Contra la cultura del trabajo
El trabajo aparece en los discursos circulantes como la cura de todos los males. Pero, ¿y si la vida no se hubiera hecho para trabajar? La idea suena revolucionaria pero es antigua. Aristóteles decía que el trabajo no hace mejores a las personas sino que las envilece porque les resta tiempo a sus obligaciones sociales y políticas. Ya en el siglo XIX, Paul Lafargue analizó esto en detenimiento en su libro El derecho a la pereza de 1880. Después de todo, hay una clase que vive sin otra vocación que el ocio: son los herederos, los que no tienen que trabajar para vivir. A ellos no se les exige una “cultura del trabajo”: pueden ser hedonistas a tiempo completo. Ni siquiera tienen la presión de crear nada. Alcanza con que sean, por derecho propio. A fuerza de consumos vip y portación de apellido, incluso puede que algunos se forjen una reputación mediática.
Mientras tanto, la tendencia actual es que cuanto mayor valor social produce un trabajo, menos se cobra por realizarlo. El antropólogo norteamericano David Graeber dio con una categoría analítica original para designar a ciertos trabajos que bien podrían no existir y que sin embargo son premiados con altos salarios. Los llamó “trabajos de mierda” en su libro homónimo de 2018. Allí plantea que estos trabajos inútiles se diferencian de los que simplemente son malos o están mal pagos, pero que no son de mierda porque son necesarios, como los del rubro de limpieza. En cambio los trabajos de mierda suelen ser respetados y bien remunerados. ¿Por qué existen?
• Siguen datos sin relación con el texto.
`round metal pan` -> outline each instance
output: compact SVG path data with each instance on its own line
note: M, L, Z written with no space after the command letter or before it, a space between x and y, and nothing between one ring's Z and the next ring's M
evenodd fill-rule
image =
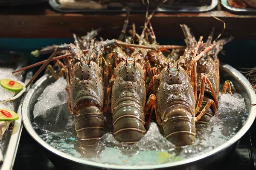
M187 159L161 164L143 166L116 165L96 163L81 159L68 155L52 147L41 139L33 128L31 124L31 116L33 118L32 112L34 105L38 97L44 88L53 79L46 74L40 78L31 87L25 98L22 105L22 118L24 125L31 136L43 147L47 150L49 159L52 163L59 167L65 169L70 167L72 169L96 170L101 169L118 170L149 170L156 169L195 170L204 168L204 166L209 166L212 163L216 163L231 153L239 142L241 138L246 133L253 124L256 110L251 107L251 103L256 103L256 94L252 89L251 85L240 72L227 64L220 66L221 79L229 79L233 82L236 90L239 91L241 95L244 98L246 111L248 116L245 124L236 135L230 140L209 152ZM117 159L116 158L116 159ZM65 160L66 159L66 160ZM206 163L207 162L207 163Z

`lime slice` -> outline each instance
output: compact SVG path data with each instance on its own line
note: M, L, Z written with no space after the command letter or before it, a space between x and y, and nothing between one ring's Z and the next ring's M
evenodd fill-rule
M12 110L9 109L0 109L0 121L15 121L19 119L19 116Z
M23 85L9 79L2 79L0 81L1 86L12 91L20 91L23 89Z

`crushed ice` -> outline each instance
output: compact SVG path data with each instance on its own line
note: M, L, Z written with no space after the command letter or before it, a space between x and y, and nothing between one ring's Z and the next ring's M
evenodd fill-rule
M74 125L67 106L68 94L64 89L66 85L66 81L61 78L48 86L38 98L34 107L36 122L34 128L41 130L41 138L53 147L74 156L100 163L155 164L157 162L149 156L152 153L157 153L157 157L159 156L157 153L169 156L167 162L195 156L210 151L229 140L240 129L247 116L244 99L241 95L235 93L233 96L224 94L220 96L215 116L207 124L197 125L197 140L191 146L175 148L162 136L157 124L152 122L148 125L144 136L135 144L119 143L114 139L110 131L102 138L95 153L87 153L85 156L86 152L81 153L79 151L81 148L78 149L77 142L75 140L75 132L67 130L69 128L74 129ZM90 157L87 156L89 155ZM118 161L113 159L113 156L118 157Z
M62 77L48 86L34 108L34 117L39 128L55 132L73 128L73 118L67 107L67 82Z

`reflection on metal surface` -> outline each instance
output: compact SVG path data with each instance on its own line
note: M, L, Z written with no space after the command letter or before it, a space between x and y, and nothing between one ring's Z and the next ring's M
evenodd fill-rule
M23 123L27 131L32 137L43 147L50 151L52 153L56 154L61 157L71 161L73 163L78 163L77 164L80 164L80 166L82 164L85 167L87 166L93 166L95 168L100 168L119 170L153 169L166 167L177 169L180 168L179 166L183 166L183 167L184 167L186 166L186 167L189 167L191 169L196 169L198 166L200 166L200 164L199 163L199 162L201 162L201 163L203 161L207 161L207 162L209 162L211 161L212 162L214 160L220 160L223 159L224 156L227 155L228 153L233 151L236 146L238 141L246 133L251 126L256 115L256 110L255 108L253 107L250 107L250 104L251 103L256 103L256 94L254 91L251 89L251 86L247 79L238 71L229 65L226 64L221 65L220 69L220 71L222 74L221 76L224 76L225 79L228 79L232 81L236 86L236 89L241 91L241 94L244 98L247 110L249 113L248 117L244 125L230 140L219 147L205 153L202 154L201 155L185 160L173 162L168 162L163 164L154 165L144 165L143 166L116 165L114 164L96 163L77 158L70 155L68 155L56 149L53 148L51 146L45 142L41 139L33 129L30 119L30 114L31 113L30 112L30 107L29 107L32 102L32 102L33 100L35 100L35 99L33 99L33 96L36 93L36 91L40 88L41 86L44 84L44 81L47 79L49 75L47 74L41 77L36 82L34 85L35 86L35 88L30 90L24 100L22 110Z
M251 7L247 7L245 9L242 9L238 8L235 8L230 6L227 2L227 0L221 0L221 3L223 6L231 12L236 13L255 13L256 9Z

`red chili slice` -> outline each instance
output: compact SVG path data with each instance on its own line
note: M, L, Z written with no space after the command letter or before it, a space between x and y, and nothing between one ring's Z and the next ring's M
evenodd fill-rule
M1 113L3 113L3 115L4 115L6 117L11 117L12 116L12 114L11 114L11 113L8 111L2 110L0 111L1 112Z
M11 85L13 85L15 83L15 82L13 81L10 81L9 82L9 84Z

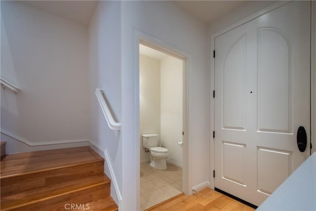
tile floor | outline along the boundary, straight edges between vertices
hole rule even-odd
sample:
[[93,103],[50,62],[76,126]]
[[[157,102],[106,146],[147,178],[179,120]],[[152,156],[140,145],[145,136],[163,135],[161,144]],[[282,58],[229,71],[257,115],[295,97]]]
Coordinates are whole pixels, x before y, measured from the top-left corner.
[[167,164],[166,170],[140,165],[140,209],[150,208],[182,192],[182,169]]

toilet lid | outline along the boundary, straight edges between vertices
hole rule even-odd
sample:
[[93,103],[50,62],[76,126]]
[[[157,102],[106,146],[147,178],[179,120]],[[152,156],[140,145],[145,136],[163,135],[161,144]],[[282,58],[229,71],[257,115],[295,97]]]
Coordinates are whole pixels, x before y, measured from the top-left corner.
[[150,151],[155,152],[159,152],[160,153],[166,153],[168,152],[168,149],[163,147],[156,147],[150,148]]

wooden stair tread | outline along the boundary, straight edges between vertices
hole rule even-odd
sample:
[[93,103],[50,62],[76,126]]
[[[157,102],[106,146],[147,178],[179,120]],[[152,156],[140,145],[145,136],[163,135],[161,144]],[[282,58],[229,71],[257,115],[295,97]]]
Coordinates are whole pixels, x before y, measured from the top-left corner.
[[7,155],[1,162],[0,178],[70,167],[104,159],[89,147]]
[[1,196],[1,210],[19,208],[23,205],[35,203],[95,186],[110,186],[110,183],[111,180],[103,174]]

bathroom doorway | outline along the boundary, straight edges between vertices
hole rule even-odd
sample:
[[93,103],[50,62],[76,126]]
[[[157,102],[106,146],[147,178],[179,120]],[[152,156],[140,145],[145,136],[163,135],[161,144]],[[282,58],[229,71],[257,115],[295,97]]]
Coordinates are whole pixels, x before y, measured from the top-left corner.
[[[147,44],[139,49],[140,208],[145,210],[184,192],[186,61]],[[143,135],[155,134],[157,147],[168,151],[166,169],[155,168],[152,152],[144,148]]]

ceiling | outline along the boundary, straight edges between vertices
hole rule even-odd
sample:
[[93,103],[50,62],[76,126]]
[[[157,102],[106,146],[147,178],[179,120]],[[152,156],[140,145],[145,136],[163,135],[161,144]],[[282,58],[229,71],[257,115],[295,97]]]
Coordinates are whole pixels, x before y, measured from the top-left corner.
[[[96,0],[22,0],[59,17],[88,25]],[[206,23],[210,23],[239,6],[246,0],[174,0],[183,9]]]
[[175,0],[185,10],[210,23],[239,6],[246,0]]
[[57,16],[87,26],[97,1],[23,0],[24,3]]

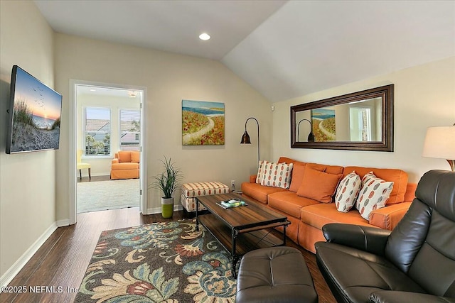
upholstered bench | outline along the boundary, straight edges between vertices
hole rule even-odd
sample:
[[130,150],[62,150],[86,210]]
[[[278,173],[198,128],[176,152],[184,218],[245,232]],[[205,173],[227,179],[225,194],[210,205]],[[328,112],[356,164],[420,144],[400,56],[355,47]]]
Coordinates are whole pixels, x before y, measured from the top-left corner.
[[[182,184],[181,203],[183,208],[188,211],[196,211],[196,202],[195,197],[200,196],[209,196],[210,194],[228,194],[229,187],[228,185],[219,182],[202,182],[194,183],[185,183]],[[199,204],[198,210],[204,210],[205,208]]]
[[301,253],[277,246],[247,253],[239,267],[237,303],[317,303],[318,294]]

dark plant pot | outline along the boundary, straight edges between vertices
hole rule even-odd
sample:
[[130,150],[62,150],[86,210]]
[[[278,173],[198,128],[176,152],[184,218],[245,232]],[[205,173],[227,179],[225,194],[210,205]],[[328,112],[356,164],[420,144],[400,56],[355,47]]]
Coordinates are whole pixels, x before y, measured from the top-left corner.
[[172,218],[173,214],[173,197],[161,198],[161,215],[163,218]]

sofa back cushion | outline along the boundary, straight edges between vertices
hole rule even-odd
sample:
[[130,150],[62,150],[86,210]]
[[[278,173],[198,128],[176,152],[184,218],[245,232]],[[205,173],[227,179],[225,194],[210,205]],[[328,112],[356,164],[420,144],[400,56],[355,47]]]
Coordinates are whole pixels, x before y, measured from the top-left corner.
[[421,178],[407,213],[392,231],[385,256],[429,293],[455,297],[455,172]]
[[292,169],[292,177],[291,178],[291,186],[289,190],[291,192],[297,192],[299,187],[301,184],[301,182],[305,173],[306,166],[320,172],[325,172],[332,175],[339,175],[343,173],[343,166],[338,165],[326,165],[325,164],[318,163],[306,163],[305,162],[297,161],[290,158],[281,157],[278,159],[279,163],[292,163],[294,167]]
[[294,167],[292,167],[291,185],[289,186],[289,190],[291,192],[297,192],[297,190],[299,190],[299,187],[300,187],[301,184],[301,181],[304,180],[305,166],[306,166],[306,163],[304,162],[295,163],[294,165]]
[[119,153],[119,162],[131,162],[131,152],[129,150],[120,150]]
[[297,195],[330,203],[342,175],[332,175],[311,168],[307,165]]
[[385,181],[393,182],[393,189],[386,205],[401,203],[405,201],[405,194],[407,185],[407,174],[401,170],[390,168],[363,167],[360,166],[346,166],[343,172],[343,177],[355,170],[357,175],[363,178],[366,174],[373,172],[378,178]]

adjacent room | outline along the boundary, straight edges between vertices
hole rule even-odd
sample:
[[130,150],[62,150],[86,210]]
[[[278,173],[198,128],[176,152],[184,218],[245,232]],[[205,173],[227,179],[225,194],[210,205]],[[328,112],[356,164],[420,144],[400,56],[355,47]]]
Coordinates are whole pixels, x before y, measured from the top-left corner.
[[0,301],[455,300],[455,1],[0,1]]
[[76,84],[77,214],[139,206],[142,95]]

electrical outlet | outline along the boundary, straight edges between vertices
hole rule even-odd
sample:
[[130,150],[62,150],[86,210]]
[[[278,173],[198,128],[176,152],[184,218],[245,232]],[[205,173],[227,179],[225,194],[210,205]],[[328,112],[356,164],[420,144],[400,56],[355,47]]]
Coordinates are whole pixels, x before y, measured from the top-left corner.
[[235,189],[235,180],[230,180],[230,187],[232,189]]

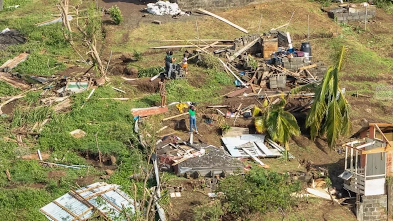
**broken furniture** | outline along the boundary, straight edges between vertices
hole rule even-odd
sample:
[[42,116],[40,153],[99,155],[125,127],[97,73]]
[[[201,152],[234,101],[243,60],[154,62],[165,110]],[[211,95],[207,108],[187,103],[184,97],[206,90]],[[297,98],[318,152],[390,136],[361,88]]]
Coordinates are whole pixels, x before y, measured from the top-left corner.
[[134,200],[119,188],[118,185],[97,182],[72,189],[40,211],[52,221],[84,220],[97,215],[113,220],[128,208],[134,213]]

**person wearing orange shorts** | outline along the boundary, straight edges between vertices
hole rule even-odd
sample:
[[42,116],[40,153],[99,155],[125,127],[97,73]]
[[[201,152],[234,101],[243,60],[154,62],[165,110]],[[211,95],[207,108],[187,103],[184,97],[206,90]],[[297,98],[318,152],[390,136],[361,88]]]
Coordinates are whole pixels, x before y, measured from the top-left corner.
[[188,64],[187,63],[187,55],[184,54],[183,55],[184,57],[183,59],[183,63],[182,66],[183,67],[183,71],[185,72],[185,74],[188,74]]

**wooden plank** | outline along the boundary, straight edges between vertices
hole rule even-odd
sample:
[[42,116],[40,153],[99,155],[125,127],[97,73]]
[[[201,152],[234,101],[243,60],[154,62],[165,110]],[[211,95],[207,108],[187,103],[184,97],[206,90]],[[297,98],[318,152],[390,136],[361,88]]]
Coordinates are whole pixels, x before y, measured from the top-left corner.
[[375,128],[376,128],[376,129],[378,130],[378,132],[379,132],[379,133],[381,134],[381,135],[382,136],[382,137],[385,139],[385,141],[387,143],[387,145],[389,145],[389,146],[391,147],[391,144],[390,142],[389,142],[389,140],[387,140],[387,138],[386,138],[386,136],[385,136],[383,132],[382,132],[382,131],[381,130],[381,129],[379,128],[379,127],[378,126],[378,125],[376,123],[374,125],[375,126]]
[[261,164],[261,166],[265,166],[264,164],[259,159],[257,158],[256,157],[254,156],[254,155],[251,153],[251,152],[248,151],[248,150],[247,149],[247,148],[242,148],[242,149],[243,150],[243,151],[245,152],[246,153],[249,155],[254,160],[258,162],[258,163]]
[[62,210],[65,210],[66,212],[67,212],[69,214],[70,214],[71,215],[72,215],[72,216],[73,216],[74,217],[77,217],[78,216],[77,216],[77,215],[75,215],[75,214],[74,214],[73,212],[71,212],[70,211],[70,210],[67,209],[67,208],[66,208],[66,207],[65,207],[64,206],[63,206],[61,204],[60,204],[60,203],[59,203],[59,202],[58,202],[57,201],[56,201],[55,200],[54,200],[52,202],[53,202],[53,203],[55,203],[55,204],[56,204],[56,205],[57,205],[57,206],[58,206],[59,207],[60,207],[62,209]]
[[220,16],[219,16],[218,15],[216,15],[215,14],[214,14],[213,13],[212,13],[211,12],[210,12],[209,11],[206,11],[206,10],[204,10],[204,9],[201,9],[201,8],[198,9],[198,10],[199,11],[202,12],[203,14],[205,14],[206,15],[210,15],[210,16],[212,16],[213,17],[214,17],[215,18],[217,18],[217,19],[219,19],[219,20],[220,20],[221,21],[224,22],[226,23],[226,24],[227,24],[230,25],[231,26],[232,26],[232,27],[233,27],[234,28],[237,28],[237,29],[239,29],[239,30],[241,31],[243,31],[243,32],[244,32],[245,33],[247,33],[247,34],[248,33],[248,31],[247,31],[247,30],[246,30],[244,28],[242,28],[240,27],[240,26],[238,26],[237,25],[235,24],[234,24],[231,22],[228,21],[228,20],[226,19],[225,18],[222,18],[222,17],[220,17]]
[[115,189],[116,189],[116,187],[112,187],[111,188],[110,188],[108,189],[108,190],[105,190],[105,191],[102,191],[101,192],[99,192],[98,193],[96,193],[93,194],[93,195],[92,195],[91,196],[88,196],[88,197],[87,197],[86,198],[84,198],[84,199],[85,199],[86,200],[89,200],[89,199],[92,199],[92,198],[94,198],[94,197],[96,197],[96,196],[97,196],[98,195],[101,195],[101,194],[103,194],[104,193],[107,193],[108,192],[109,192],[109,191],[112,191],[112,190],[113,190]]
[[146,108],[133,108],[131,109],[132,115],[136,117],[145,117],[165,113],[168,111],[168,107],[153,107]]
[[233,42],[234,40],[231,39],[184,39],[184,40],[149,40],[147,42],[179,42],[187,41],[218,41],[219,42]]
[[233,54],[233,55],[231,56],[230,59],[229,60],[230,62],[231,62],[235,60],[235,59],[237,57],[237,56],[241,55],[243,53],[246,52],[246,51],[249,48],[252,47],[254,44],[258,42],[258,41],[261,40],[261,38],[257,38],[251,42],[249,43],[247,45],[244,46],[243,48],[241,48],[239,51],[237,51]]
[[173,119],[176,118],[177,117],[180,117],[181,116],[184,116],[184,115],[186,115],[188,114],[188,112],[185,112],[184,113],[182,113],[181,114],[178,114],[175,115],[174,116],[172,116],[171,117],[169,117],[166,118],[165,118],[162,119],[162,121],[165,121],[166,120],[171,120],[171,119]]
[[86,214],[86,213],[87,213],[87,212],[90,211],[90,210],[92,210],[92,209],[93,209],[93,207],[90,207],[88,209],[86,210],[84,210],[84,211],[83,211],[81,214],[79,214],[78,215],[78,216],[77,216],[77,217],[75,217],[75,218],[74,218],[74,219],[72,220],[72,221],[75,221],[76,220],[79,220],[79,219],[79,219],[79,218],[81,217],[83,215],[84,215],[85,214]]
[[79,190],[79,191],[77,191],[77,192],[78,193],[84,193],[84,192],[89,191],[91,190],[94,190],[94,189],[95,189],[96,188],[99,188],[99,187],[100,186],[106,186],[107,185],[108,185],[108,184],[106,183],[101,183],[101,184],[100,184],[99,185],[97,185],[97,186],[92,186],[91,187],[89,187],[89,188],[88,188],[87,189],[85,189],[84,190]]
[[1,66],[0,66],[0,70],[7,67],[10,69],[12,69],[16,67],[19,63],[26,61],[29,55],[30,54],[29,53],[24,52],[18,55],[12,59],[8,60],[5,63],[3,64]]
[[109,203],[109,204],[110,204],[112,206],[113,206],[116,209],[116,210],[117,210],[118,211],[119,211],[119,212],[121,212],[121,210],[121,210],[121,209],[120,209],[118,206],[116,206],[114,203],[112,203],[112,202],[111,202],[109,200],[108,200],[104,196],[103,196],[102,195],[100,195],[99,196],[101,198],[102,198],[104,200],[106,201],[108,203]]
[[[149,48],[149,49],[165,49],[167,48],[196,48],[195,45],[193,45],[192,43],[190,42],[189,42],[191,44],[181,44],[180,45],[167,45],[165,46],[156,46],[155,47],[151,47]],[[206,46],[210,46],[210,44],[202,44],[199,45],[200,47],[206,47]],[[228,46],[228,44],[216,44],[211,45],[211,46],[209,46],[209,47],[211,47],[212,48],[222,48],[223,47],[226,47]]]
[[53,217],[50,214],[49,214],[48,213],[46,212],[45,210],[43,210],[42,209],[42,208],[41,208],[40,209],[40,211],[41,211],[41,212],[42,212],[42,213],[43,213],[44,214],[48,216],[49,217],[49,218],[50,218],[51,219],[53,219],[55,221],[59,221],[59,220],[56,219],[54,217]]
[[315,68],[317,66],[316,64],[310,64],[310,65],[307,65],[307,66],[305,66],[304,67],[301,67],[299,68],[299,70],[305,70],[306,69],[308,69],[309,68]]
[[0,72],[0,81],[4,81],[11,86],[24,90],[30,87],[27,84],[20,82],[13,79],[11,75],[4,72]]

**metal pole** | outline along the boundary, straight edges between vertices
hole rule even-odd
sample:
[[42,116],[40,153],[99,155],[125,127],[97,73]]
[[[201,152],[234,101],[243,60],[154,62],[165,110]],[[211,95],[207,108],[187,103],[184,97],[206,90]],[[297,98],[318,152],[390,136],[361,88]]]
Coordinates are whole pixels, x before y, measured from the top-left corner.
[[259,29],[261,28],[261,22],[262,22],[262,16],[263,15],[263,14],[261,14],[261,19],[259,19],[259,26],[258,26],[258,32],[257,32],[258,34],[259,33]]
[[196,22],[196,35],[198,36],[198,45],[199,46],[199,32],[198,30],[198,22]]
[[286,28],[285,28],[285,31],[284,32],[286,32],[286,29],[288,29],[288,27],[289,27],[289,24],[291,23],[291,20],[292,20],[292,17],[294,17],[294,14],[295,14],[295,11],[292,13],[292,15],[291,16],[291,18],[289,19],[289,22],[288,22],[288,25],[286,26]]
[[366,17],[364,18],[364,30],[366,30],[366,26],[367,26],[367,6],[366,6]]
[[309,24],[307,28],[307,41],[310,39],[310,15],[309,14]]

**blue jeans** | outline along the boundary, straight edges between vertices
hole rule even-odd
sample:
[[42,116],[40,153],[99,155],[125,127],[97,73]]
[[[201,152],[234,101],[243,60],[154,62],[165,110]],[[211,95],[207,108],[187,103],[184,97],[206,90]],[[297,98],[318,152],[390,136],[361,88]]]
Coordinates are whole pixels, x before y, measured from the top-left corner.
[[190,129],[191,132],[193,132],[193,125],[195,128],[195,131],[197,131],[196,129],[196,118],[194,116],[190,116]]

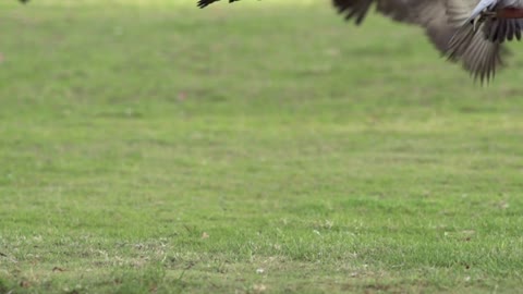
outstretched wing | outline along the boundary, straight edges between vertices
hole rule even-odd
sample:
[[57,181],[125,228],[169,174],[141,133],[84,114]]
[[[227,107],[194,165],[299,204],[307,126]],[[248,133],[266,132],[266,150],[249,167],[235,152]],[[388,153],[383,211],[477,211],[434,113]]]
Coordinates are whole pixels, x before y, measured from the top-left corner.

Según Graeber porque nuestras sociedades prefieren más consumo a menos trabajo pero, sobre todo, porque una población feliz, productiva y con tiempo libre es un peligro mortal: “Resulta conveniente para los dominantes implantar la creencia de que el trabajo es un valor en sí mismo y que quien no trabaja no merece nada. Pero ¿qué pasaría si una clase de trabajadores desapareciera de repente? Si fueran enfermeros o mecánicos, estaríamos en problemas. Pero no queda claro que pasaría si no hubiera gestores financieros, lobistas o escribanos, incluso el mundo sería mejor”. El ejercicio de pensarlo puede generar una sonrisa amarga; un pequeño recreo, por lo menos, hasta que volvamos a trabajar.